In Kosovo we focus on:
Supporting competitive development of the private sector: The EBRD will provide financing to Kosovo corporates and small and medium-sized enterprises (SMEs) to support investment in competitiveness gains. Improving access to finance for SMEs will remain a priority, and the Bank will continue to work with local partner banks to this end. The Bank will continue deploying targeted frameworks, such as the Women in Business programme and the Western Balkans Sustainable Energy Financing Facility, and will also provide business advisory services.
Enhancing energy security and sustainability: The Bank will seek to apply its Green Economy Transition approach to all investments in the country. Energy efficiency and renewable energy can help mitigate power shortfalls, which are currently endemic, while enhancing environmental sustainability. The Bank will also consider supporting investments in power generation capacity where these are consistent with its Energy Sector Strategy.

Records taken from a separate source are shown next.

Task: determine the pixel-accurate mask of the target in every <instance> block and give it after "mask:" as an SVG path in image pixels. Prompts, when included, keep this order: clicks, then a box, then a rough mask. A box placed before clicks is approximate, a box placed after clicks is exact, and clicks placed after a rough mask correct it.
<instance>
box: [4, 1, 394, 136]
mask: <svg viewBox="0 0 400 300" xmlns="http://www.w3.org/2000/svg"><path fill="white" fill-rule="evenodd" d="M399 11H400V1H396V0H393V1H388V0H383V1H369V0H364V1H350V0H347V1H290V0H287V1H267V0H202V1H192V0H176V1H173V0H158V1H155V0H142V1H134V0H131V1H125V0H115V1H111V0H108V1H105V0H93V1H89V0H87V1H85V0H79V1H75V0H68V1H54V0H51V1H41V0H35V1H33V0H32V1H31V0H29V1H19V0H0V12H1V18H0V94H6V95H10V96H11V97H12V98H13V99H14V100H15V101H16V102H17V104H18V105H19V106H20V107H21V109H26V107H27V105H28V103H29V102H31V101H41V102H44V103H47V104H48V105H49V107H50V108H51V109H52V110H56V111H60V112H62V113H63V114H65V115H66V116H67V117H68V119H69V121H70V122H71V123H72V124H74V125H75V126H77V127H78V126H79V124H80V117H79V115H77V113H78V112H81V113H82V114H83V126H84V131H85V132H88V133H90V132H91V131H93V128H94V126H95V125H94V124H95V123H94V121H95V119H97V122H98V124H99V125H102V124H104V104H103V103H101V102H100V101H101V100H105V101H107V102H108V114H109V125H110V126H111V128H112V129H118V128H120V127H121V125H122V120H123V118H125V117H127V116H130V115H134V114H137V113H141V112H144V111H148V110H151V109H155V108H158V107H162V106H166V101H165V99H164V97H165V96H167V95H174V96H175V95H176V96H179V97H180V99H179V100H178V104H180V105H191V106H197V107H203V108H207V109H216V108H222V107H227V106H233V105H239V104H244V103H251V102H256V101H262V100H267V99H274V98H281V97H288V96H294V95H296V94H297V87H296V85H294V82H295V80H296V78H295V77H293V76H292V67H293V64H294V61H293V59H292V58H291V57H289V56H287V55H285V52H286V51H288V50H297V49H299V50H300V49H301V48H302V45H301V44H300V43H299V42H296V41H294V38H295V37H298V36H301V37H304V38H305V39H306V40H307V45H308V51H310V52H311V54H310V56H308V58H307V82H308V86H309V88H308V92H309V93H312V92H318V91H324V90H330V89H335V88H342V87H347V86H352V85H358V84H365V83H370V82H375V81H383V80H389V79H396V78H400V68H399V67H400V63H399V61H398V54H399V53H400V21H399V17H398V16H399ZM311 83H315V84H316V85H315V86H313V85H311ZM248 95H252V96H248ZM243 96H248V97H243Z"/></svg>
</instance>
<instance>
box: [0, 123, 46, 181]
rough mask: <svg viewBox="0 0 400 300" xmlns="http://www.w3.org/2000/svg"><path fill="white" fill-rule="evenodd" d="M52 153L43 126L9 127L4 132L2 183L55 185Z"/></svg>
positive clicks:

Supporting connectivity and regional integration: Infrastructure development is needed to improve Kosovo’s regional integration and attract foreign direct investment, as well as to harmonise with EU standards. To that end, Kosovo needs to develop road links to pan-European corridors and modernise its railway network. The EBRD will aim to provide long-term finance and advisory to help build and rehabilitate key transport links, as well as support Kosovo in bringing its transport sector into compliance with European standards.
The EBRD’s latest Kosovo strategy was adopted on 4 October 2016.
EBRD forecast for Kosovo real GDP Growth in 2017 3.5%
EBRD forecast for Kosovo real GDP Growth in 2018 3.5%
Kosovo’s economy continued to perform well in 2016, although the rate of growth slowed down slightly from 4 per cent in 2015 to 3.4 per cent in 2016. The drivers of growth in Kosovo continue to be robust private consumption, helped by major inflows of remittances, and strong investment figures, including public investments in infrastructure. On the other hand, government consumption and net exports made negative contributions to growth with the latter reflecting the country’s weak production base and low competitiveness.
Public debt remains low by regional standards, at around 15 per cent of GDP, and fiscal discipline has been maintained within the framework of the 22-month IMF Standby Arrangement (signed in July 2015), which in March 2017 was extended by several months to August 2017. We maintain our forecast of 3.5 per cent growth for 2017 and the same figure for 2018, as growth is expected to be supported by further remittance inflows, which should continue to fuel private consumption and investment, as well as by critical public investment in transport and energy infrastructure.